陈良运:山水诗与晋宋诗画
关于山水诗的兴起,刘勰《文心雕龙·明诗》中有段描述:“宋初文咏,体有因革,庄老告退,而山水方滋;俪采百字之偶,争价一句之奇,情必极貌以写物,辞必穷力而追新,此近世之所竞也。”在《物色》篇里又说:“自近代以来,文贵形似,窥情风景之上,钻貌草木之中。”山水诗出现于晋末宋初的诗坛,可说是一反一正两种文艺倾向合力推动的结果。

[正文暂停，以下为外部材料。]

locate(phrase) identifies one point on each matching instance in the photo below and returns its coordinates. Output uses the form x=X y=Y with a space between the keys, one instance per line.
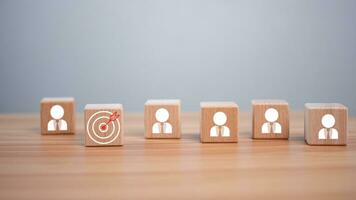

反的方面是东晋玄言诗的泛滥。所谓玄言诗,是一种阐释老庄和佛教哲理的诗歌,以托意玄远、崇尚虚谈为务,如沈约所说:“为学穷于柱下,博物止乎七篇,驰骋文辞,义殚乎此。”诗意苍白贫乏,用钟嵘的话来说就是“理过其辞,淡乎寡味”,缺乏艺术形象和真挚的情感,实是文学自觉的时代一股小小的逆流,引起具有真正文学气质的诗人们的强烈反感,宋初的著名诗人颜延之、谢灵运,就是从这股逆流中突破出来。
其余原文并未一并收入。